Historically, applications serving large volumes of user transactions were first developed as monolithic applications. Monolithic apps evolved into multi-tier (many of them with multiple components). As these applications grew exponentially, specific problems in maintaining them became apparent.
Teams developing these applications started increasing, although they organized to remain focused only on particular features of each. Upon making code changes, developer groups needed to coordinate their work with other teams. As applications become ever more complex, work between teams and costly failure avoidance became equally hard. Also, different development teams had different delivery timelines, making it evident that they should develop their respective features in a logically separated fashion. Separation would then give more control over their builds, code verification, and features deployment. That’s what brings us to the point when an application needs to become logically split into microservices.
Service Mesh Architectures Need Observability
The configurable network layer for microservices and their interactions is called a service mesh. By itself, a service mesh architecture comes with an inherent lack of visuality, requiring monitoring visibility platforms to couple with it. This is because microservices are often developed in different development environments as specific functionalities are just easier coded with appropriate tools. Actually, that’s more advantage, than a limitation. Likewise, over the application’s lifespan, new tools/languages will evolve and developers will want to take advantage of them.
Monolithic applications don’t go away quickly in most organizations. Replacing a monolith with microservices is usually an incremental process. Taking all of this into account, the service mesh landscape looks very complicated. Different services are introduced, with different tools talking to each other and co-existing with the monolithic application.
So when something fails, how can the developers debug the problem?
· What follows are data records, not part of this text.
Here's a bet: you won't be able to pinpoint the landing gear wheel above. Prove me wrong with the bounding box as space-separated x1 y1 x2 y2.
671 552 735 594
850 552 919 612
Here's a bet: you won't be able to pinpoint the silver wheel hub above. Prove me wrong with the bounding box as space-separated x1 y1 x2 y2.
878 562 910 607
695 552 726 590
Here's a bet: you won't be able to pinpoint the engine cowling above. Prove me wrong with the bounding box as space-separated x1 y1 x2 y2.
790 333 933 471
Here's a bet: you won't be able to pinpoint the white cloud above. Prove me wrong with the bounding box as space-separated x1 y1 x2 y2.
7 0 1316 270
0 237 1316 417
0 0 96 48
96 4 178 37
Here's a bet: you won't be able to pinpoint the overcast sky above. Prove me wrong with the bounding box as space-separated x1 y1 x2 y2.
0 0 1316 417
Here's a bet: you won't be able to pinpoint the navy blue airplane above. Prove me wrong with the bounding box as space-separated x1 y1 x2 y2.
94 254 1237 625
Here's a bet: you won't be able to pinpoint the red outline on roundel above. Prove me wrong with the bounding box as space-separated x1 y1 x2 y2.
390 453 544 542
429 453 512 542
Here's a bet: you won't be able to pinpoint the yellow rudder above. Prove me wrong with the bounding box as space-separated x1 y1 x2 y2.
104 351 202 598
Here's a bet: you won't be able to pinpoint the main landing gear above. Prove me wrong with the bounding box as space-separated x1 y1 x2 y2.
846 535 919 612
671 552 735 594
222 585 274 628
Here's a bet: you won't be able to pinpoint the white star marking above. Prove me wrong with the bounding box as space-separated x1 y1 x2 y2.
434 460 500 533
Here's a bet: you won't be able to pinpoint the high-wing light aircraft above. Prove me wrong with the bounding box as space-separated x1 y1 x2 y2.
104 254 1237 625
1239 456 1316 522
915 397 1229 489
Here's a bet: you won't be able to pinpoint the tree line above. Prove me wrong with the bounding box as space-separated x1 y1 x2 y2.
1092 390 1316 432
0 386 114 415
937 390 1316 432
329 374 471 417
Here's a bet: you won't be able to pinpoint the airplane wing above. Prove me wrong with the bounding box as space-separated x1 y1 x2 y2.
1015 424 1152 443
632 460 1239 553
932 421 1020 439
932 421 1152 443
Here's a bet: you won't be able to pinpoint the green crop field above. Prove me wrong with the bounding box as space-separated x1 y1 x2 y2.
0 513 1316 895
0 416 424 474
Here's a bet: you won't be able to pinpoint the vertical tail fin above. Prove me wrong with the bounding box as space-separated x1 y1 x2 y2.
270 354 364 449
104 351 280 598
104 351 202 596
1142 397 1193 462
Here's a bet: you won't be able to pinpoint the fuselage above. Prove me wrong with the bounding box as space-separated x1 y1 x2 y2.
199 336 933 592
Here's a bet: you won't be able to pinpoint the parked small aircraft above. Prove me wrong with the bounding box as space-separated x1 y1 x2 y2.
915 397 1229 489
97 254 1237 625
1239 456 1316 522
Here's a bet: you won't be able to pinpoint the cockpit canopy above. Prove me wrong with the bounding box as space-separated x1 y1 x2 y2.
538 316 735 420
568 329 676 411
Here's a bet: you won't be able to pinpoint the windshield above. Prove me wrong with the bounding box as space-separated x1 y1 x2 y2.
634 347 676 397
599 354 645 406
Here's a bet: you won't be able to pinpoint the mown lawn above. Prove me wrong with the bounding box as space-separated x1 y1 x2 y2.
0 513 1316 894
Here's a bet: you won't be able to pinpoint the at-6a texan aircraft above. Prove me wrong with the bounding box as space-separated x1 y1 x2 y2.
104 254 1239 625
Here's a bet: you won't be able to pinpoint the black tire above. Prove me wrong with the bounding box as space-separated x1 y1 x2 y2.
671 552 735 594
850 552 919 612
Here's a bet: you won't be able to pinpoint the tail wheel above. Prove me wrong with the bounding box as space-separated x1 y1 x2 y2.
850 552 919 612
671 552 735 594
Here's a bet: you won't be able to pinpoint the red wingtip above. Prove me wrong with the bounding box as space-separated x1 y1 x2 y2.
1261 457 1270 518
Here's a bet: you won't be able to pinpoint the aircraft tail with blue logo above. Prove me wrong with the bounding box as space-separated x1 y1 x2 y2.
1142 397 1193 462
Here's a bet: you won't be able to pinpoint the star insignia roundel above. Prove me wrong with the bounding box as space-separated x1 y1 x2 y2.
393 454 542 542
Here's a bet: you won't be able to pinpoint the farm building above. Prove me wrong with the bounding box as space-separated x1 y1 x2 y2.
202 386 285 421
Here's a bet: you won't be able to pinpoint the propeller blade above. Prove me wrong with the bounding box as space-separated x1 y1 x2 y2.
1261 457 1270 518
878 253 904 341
The root cause can be in the network, on the servers, within containers, or maybe the probable cause is due to a communication miscue between services. Any hardware device can fail, each line of code could be a problem. Protocols governing communication between services can hide the issue within the app in an endless number of protocol messages. Every data packet transferred may contain the field which may be the key to the problem’s solution.
Also, the problem can be even more costly for the organization managing a service mesh. The complexity of debugging gets multiplied by many different tools and coding environments used for service development. How to have a comprehensive view of all the services exposed to all developers when they were developed across such heterogeneous environments?
The solution is to get info on as many communication elements between services as possible. That way it’s irrelevant if many different coding technologies are used in their development. Rich information which can be gathered from service communication allows a broad view of the service mesh’s health.
Istio and Envoy are open source projects which help us to observe and manage the service mesh. Strong enthusiasm from the developers community for Istio and Envoy establish them as an emerging standard in Kubernetes environments.
Envoy, originally built by Lyft, is a high performing proxy used to watch all traffic for all services in the service mesh. It’s deployed as a sidecar to the service in the same Kubernetes pod. Some of the Envoy features include dynamic service discovery, load balancing, health checks, HTTP/2 and gRPC proxies, TLS termination and staged rollouts.
An Istio service mesh architecture is logically split into a control plane and data plane. The data plane consists of Envoy proxies. The control plane manages and configures the proxies to handle the traffic between services. Among its other features, Istio allows control of traffic flow and API calls between services.
Definition of Istio Components
Figure 1 represents the architecture of Istio. The Mixer is an Istio component which enforces access control and usage policies across the service mesh. It also collects telemetry data from the Envoy proxies and other services. The Envoy sidecar calls the Mixer before each service request. The call contains request level attributes which the Mixer evaluates. After each service request, Envoy calls the Mixer to report telemetry. Envoy sidecars use caching and telemetry buffering to minimize the frequency of calls to the Mixer.
Service Mesh Architecture
The Pilot manages all the Envoy proxy instances in an Istio service mesh. It allows specifying rules to use to route traffic between Envoy sidecars. It enables A/B tests and canary deployments. The Pilot allows configuring timeouts, retries, and circuit breakers. It provides service discovery for the Envoy proxies.
The Citadel is used for key and certificate handling. It provides secure service-to-service and end-user authentication. By using the Citadel, users can implement policies based on service identity and not based on network configured rules.
Must-have for Observability: Metrics, Histograms, and Traces
Istio and Envoy are building blocks which must be combined with visibility platforms that collect metrics, histograms, and traces. This combination allows us to have a comprehensive look at the service mesh, and all its components which makes it genuinely manageable. Now data coming from Envoy proxies can be stored and analyzed across dashboards in real time and searched against specific behavioral patterns. By analyzing metrics, histograms, and traces, engineers can dive deep into any particular area that may be causing latencies or errors.
All of this data is truly comprehensive, and it’s essential for debugging during development, deployment, and production. Moreover, it solves the original problem of the move from monolith to the service mesh – observability is paramount; without which there is no successful migration.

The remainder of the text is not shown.